Delight Springs

Thursday, November 12, 2015

Freedom of the universe

Russell's chapters on boredom, fatigue, and envy are full of insight, once you get past his annoying repeated references to the generic "man" whose happiness is at issue, past his unwitting sexism, and past the revealing class attitudes that reflect an enlightened patrician's self-congratulatory patronage.  
He follows up on "parental feeling" in chapter 5: one of the sources of envy, which sabotages happiness, is "to have parents without much parental feeling... Some kinds of happiness are everyone's natural birthright, and to be deprived of them is almost inevitably to become warped and embittered." No doubt. People without an almost organic urge to nurture and guide the next generation really ought not to do it, the potential harm is practically limitless.

He has interesting things to say about the "separation from the life of Earth" of most everyone living the urban life, and of most children. The thesis of Richard Louv's "Last Child in the Woods" was already on Russell's mind, eight decades ago.

"A happy life must be to a great extent a quiet life, for it is only in an atmosphere of quiet that true joy can live." Speaking for myself, it certainly must be quiet at dawn.
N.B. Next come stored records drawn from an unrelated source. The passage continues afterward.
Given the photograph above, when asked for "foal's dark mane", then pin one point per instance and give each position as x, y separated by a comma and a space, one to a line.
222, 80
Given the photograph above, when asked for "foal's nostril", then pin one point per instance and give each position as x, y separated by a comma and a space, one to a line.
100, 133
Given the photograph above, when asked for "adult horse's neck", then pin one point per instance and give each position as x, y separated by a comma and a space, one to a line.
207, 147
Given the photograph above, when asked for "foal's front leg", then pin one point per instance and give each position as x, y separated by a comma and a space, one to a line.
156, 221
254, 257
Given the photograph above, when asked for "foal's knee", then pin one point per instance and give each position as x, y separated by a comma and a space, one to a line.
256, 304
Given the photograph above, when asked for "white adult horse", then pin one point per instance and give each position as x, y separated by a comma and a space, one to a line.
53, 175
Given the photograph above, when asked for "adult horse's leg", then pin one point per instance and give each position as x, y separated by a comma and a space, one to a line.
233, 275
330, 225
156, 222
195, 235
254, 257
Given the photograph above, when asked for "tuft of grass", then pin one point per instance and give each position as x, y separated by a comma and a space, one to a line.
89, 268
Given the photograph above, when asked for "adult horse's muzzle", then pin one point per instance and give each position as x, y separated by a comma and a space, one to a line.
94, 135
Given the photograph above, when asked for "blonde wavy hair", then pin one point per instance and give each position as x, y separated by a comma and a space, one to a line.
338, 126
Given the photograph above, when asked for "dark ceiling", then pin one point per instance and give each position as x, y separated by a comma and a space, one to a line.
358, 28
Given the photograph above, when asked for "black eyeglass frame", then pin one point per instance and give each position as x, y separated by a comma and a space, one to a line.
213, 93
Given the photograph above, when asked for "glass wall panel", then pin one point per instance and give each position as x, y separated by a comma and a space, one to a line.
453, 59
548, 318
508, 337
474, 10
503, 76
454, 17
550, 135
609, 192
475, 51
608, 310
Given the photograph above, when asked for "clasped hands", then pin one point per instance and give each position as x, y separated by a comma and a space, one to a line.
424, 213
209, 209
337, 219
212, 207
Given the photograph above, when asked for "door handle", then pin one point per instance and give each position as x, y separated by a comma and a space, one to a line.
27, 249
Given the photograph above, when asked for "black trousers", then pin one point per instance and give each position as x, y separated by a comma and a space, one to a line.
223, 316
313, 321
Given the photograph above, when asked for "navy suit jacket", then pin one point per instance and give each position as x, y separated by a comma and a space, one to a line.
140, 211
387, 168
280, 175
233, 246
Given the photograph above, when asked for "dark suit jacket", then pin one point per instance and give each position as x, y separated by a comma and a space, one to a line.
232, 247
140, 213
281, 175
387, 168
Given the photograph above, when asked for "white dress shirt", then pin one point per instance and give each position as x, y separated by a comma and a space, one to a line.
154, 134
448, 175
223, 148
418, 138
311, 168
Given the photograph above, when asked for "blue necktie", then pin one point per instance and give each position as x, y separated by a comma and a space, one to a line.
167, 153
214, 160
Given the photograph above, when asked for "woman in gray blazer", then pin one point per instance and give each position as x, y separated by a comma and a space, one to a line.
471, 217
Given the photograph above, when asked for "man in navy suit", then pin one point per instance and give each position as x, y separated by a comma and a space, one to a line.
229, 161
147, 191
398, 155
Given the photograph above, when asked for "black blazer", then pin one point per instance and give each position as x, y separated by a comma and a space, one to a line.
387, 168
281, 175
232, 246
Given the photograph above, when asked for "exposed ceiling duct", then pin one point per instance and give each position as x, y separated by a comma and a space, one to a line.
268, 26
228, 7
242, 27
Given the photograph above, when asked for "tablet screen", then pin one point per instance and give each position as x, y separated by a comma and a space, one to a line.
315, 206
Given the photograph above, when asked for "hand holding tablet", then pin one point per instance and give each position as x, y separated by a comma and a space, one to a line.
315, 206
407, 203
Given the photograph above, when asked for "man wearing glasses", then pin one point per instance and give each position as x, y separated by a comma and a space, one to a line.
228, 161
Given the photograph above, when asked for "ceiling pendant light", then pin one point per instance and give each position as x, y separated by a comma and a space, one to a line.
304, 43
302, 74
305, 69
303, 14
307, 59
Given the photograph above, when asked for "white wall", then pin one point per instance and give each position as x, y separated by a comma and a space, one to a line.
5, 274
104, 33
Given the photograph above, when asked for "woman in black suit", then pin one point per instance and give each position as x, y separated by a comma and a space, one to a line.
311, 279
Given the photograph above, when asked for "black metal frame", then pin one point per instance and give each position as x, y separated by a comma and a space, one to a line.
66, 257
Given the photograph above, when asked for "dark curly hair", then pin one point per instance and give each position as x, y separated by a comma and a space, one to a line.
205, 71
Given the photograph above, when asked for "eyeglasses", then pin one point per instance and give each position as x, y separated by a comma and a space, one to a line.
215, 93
And did you see Colbert last night, sticking his head out the window in mid-day Manhattan, going mildly insane from the noise?

"Most moderns lead a nerve-racking life, and are continually too tired to be capable of enjoyment without the help of alcohol." Maybe that's why so many were and still are always losing sleep, suffering "midnight madness" and "worrying topics at times when no action can be taken."
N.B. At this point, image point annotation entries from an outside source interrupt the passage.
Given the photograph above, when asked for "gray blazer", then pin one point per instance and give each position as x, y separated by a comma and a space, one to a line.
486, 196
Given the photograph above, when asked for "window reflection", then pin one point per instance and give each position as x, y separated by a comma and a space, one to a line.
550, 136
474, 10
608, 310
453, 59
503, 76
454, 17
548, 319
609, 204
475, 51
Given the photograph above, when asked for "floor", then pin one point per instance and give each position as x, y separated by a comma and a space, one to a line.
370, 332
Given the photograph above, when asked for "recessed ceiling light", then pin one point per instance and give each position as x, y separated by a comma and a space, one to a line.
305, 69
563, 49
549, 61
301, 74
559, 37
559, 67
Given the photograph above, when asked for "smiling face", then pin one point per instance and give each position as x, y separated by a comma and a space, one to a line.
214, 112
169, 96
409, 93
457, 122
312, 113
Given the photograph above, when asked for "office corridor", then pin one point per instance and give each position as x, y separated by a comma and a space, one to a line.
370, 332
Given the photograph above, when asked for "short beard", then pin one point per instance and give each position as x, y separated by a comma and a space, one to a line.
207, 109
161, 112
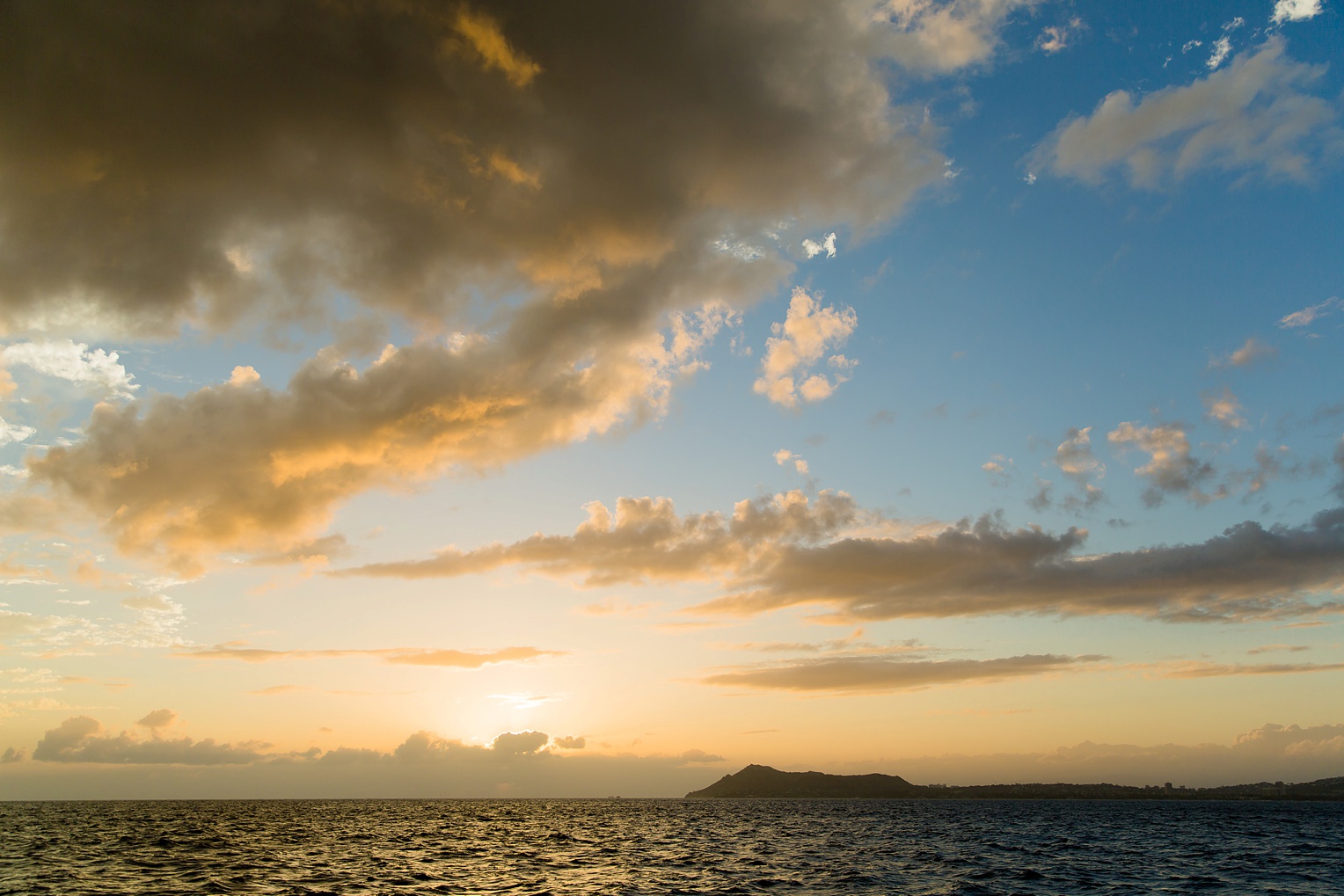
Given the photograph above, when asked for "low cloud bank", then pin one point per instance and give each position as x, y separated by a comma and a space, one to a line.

Russell sounds Jamesian, explaining how he conquered stagefright. He realized, finally, "it did not matter whether I spoke well or ill, the universe would remain much the same in either case. I found that the less I cared whether I spoke well or badly, the less badly I spoke... Our doings are not so important as we naturally suppose; our successes and failures do not after all matter very much... One of the symptoms of approaching nervous breakdown is the belief that one's work is terribly important." An important reminder for everyone, but especially so for scholars. We need not to take ourselves quite so seriously, "settling the universe's hash" as James joked. Joke's on us, if we really think we can do that. We must instead "enlarge [our] heart, learn to transcend self, and in so doing acquire the freedom of the Universe."